THE EDITOR, Sir:
I am a big fan of the legendary contribution to journalism that Ian Boyne has provided over several decades.
In Boyne's column ('Cabinet retreat, no IMF advance') in The Sunday Gleaner dated January 13, 2013, I agree with his statement that the people had no appetite for the People's National Party's achievements and that what is ahead scares them. Personally, that scares me as well.
We already know what happened in the past year, we don't know what is ahead. When the prime minister was in Opposition, she campaigned by telling the people what she would do. Hence, during her recent speech two Sundays ago, she should have done the same by telling us what she would do.
It is not unreasonable for people to have expected that an IMF deal would have been sealed by now. After all, if I'm not mistaken, the prime minister did say that negotiations would have started during her first two weeks in office.
Even though there may be sensitive matters in the IMF negotiations that cannot be made public, or at least, as yet, one has to appreciate that the IMF deal is the elephant in the room, and people want to hear about some concrete aspects about it.

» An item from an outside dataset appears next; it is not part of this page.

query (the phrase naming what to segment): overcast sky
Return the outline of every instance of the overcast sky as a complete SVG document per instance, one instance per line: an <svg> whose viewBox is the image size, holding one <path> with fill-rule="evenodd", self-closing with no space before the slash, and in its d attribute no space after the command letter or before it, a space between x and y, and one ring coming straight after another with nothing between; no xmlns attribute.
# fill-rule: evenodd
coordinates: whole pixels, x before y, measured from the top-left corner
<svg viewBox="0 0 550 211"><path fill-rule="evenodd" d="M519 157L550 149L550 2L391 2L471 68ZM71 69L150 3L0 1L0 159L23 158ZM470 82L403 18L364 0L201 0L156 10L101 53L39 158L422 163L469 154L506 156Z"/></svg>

Though I agree with Boyne that there are some tough decisions that we the people have to make - with or without the IMF - it seems the politicians don't have sacrifices to make. Politicians talk about austerity measures, but those measures don't seem to affect them. It seems as if no matter how bad our economy gets, the life of a politician is always flourishing.
Politicians purchase seven-seater Land Cruisers to do their job when a less-expensive and smaller-gas tank five-seater RAV4, Vitara, CR-V, or Tucson could do the same job. But then again, the prime minister did say that some politicians are used to living better lives.